Frame-merge gate (videos and archive only)

When a tagger runs against a video (5 sampled frames) or an archive (every page), monbooru merges per-frame scores into a single set of tags per image. The tagger.aggregation.min_hit_fraction TOML knob (default 0.05) controls how many frames a label must score above the threshold on to survive the merge: the cutoff is clamp(ceil(min_hit_fraction × frame_count), 2, 10). A single noisy hit on a 200-page manga is not enough; the same label appearing on 10+ pages does survive. Set the knob to 0 to revert to "any single hit wins". Static images are unaffected (always single-frame).

Per-gallery enabling

Each tagger row has a Galleries column with a Configure button. Tick "All galleries" so the tagger fires on every gallery (default). Tick individual galleries to restrict it to just those - useful when one gallery holds anime work and another holds photos and you don't want WD14 firing on the photos.

Override label routing (dispatcher)

Drop a dispatch.json next to the tagger's model.onnx to remap a label to another category, rename it, or drop it entirely. The shipped defaults are at internal/tagger/dispatch_default/<tagger>.json.

Schema:

{
  "version": 1,
  "rules": [
    { "source": "monochrome",      "category": "medium" },
    { "source": "artist_name",     "category": "meta"   },
    { "source": "ugly_label",      "category": ""       },
    { "source": "twitter_username","category": "meta", "name": "twitter" }
  ]
}
  • source matches the raw label the model emits.
  • category is the destination category name. An empty string drops the label entirely.
  • name (optional) renames the tag on insertion; empty keeps the source name. The renamed value is run through the tag-name allowlist before storage.

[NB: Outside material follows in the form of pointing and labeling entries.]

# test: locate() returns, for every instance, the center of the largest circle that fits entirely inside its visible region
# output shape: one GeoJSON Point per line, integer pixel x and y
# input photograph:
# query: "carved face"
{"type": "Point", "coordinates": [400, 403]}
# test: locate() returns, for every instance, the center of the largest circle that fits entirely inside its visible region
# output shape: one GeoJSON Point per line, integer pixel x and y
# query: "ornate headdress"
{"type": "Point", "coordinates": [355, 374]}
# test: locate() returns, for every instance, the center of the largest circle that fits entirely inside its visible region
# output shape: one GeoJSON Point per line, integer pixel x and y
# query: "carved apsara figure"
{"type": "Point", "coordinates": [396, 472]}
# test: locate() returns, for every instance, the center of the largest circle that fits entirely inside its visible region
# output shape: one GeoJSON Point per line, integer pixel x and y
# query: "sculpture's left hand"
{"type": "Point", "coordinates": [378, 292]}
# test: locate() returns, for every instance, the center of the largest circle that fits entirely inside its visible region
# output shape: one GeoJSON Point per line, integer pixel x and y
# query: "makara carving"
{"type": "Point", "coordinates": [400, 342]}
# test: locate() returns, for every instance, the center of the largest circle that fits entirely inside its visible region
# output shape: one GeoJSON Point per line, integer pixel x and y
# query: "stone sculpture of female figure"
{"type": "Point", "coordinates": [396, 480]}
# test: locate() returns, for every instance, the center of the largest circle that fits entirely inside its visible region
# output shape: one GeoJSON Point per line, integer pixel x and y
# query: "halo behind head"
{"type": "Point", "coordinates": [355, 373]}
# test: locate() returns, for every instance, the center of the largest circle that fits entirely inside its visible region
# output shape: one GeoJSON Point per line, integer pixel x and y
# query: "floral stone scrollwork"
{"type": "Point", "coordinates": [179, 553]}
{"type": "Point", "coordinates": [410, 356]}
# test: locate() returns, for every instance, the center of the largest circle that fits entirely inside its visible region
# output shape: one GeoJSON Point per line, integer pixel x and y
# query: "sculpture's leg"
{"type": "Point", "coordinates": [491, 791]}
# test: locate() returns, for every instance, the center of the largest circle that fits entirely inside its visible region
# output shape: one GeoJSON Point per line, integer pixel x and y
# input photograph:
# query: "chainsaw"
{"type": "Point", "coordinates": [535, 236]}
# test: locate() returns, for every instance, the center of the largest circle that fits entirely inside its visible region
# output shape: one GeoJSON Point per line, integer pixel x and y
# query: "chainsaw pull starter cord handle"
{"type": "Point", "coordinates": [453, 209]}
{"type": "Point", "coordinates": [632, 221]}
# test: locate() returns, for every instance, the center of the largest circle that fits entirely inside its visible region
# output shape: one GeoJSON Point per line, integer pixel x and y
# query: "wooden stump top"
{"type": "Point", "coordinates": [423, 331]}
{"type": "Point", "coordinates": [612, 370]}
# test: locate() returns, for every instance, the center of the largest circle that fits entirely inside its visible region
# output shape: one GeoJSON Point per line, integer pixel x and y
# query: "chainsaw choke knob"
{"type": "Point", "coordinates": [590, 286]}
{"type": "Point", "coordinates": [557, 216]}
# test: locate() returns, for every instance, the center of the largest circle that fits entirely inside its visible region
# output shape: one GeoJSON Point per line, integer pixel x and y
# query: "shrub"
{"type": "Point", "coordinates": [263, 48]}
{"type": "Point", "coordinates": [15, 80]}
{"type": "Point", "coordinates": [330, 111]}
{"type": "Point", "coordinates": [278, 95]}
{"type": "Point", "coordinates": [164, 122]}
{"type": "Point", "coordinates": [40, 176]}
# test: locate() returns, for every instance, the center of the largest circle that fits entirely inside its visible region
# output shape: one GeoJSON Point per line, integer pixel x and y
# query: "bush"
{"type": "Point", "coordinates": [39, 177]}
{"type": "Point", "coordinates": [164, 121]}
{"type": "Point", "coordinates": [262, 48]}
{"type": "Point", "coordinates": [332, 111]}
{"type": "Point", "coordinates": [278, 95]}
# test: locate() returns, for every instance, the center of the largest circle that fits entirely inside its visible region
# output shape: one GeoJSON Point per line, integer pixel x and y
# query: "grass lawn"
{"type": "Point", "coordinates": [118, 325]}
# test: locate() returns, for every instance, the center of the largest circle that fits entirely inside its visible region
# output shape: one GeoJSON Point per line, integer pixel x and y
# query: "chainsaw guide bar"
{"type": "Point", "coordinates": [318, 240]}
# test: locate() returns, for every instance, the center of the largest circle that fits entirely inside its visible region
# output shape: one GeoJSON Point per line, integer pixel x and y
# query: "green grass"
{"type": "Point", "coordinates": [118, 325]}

The overlay applies on top of the embedded default for the same tagger: same-source entries replace the default, new sources append. Rules pointing at a category that does not exist on the gallery are skipped with a debug log; the embedded default for that source survives the failed override.

GPU (CUDA)

The default image is CPU-only (~210 MB). For GPU inference, switch to the -cuda image (~2.3 GB), pass the GPU into the container the usual way, then enable Settings → Auto-Tagger → Use GPU (CUDA) (or set MONBOORU_TAGGER_USE_CUDA=true). GPU makes batch auto-tagging a lot faster. The current mode is shown as a badge. Worker count is configurable from Settings → Auto-Tagger or tagger.parallel in TOML (default 4); raise it on GPU if preprocessing becomes the bottleneck.

The very first GPU inference on a new host pays a one-time JIT-compilation cost, which takes a few minutes during the first inference. The compiled kernels are cached under <data_path>/.nv-cache/; every restart after that loads them in ~2 s. The cache can be set explicitly with the standard CUDA_CACHE_PATH env var if you want it elsewhere. Mount the data path on a persistent volume so the cache survives container recycles.

Idle release

The model stays loaded for 15 minutes after the last run, then unloads to free memory. Tune via Settings → Auto-Tagger → Tagger RAM/VRAM idle release (minutes) or tagger.idle_release_after_minutes in TOML; 0 releases immediately after every run.

By default the tagger runs in a forked subprocess (tagger-worker) that the parent supervises - idle release SIGTERMs the child so the kernel reclaims the CUDA libraries and the ONNX Runtime arena. The parent's RSS stays at the no-tagger baseline between runs regardless of how long the model stayed loaded. To run inference in the parent instead, set MONBOORU_TAGGER_BACKEND=inproc before launch.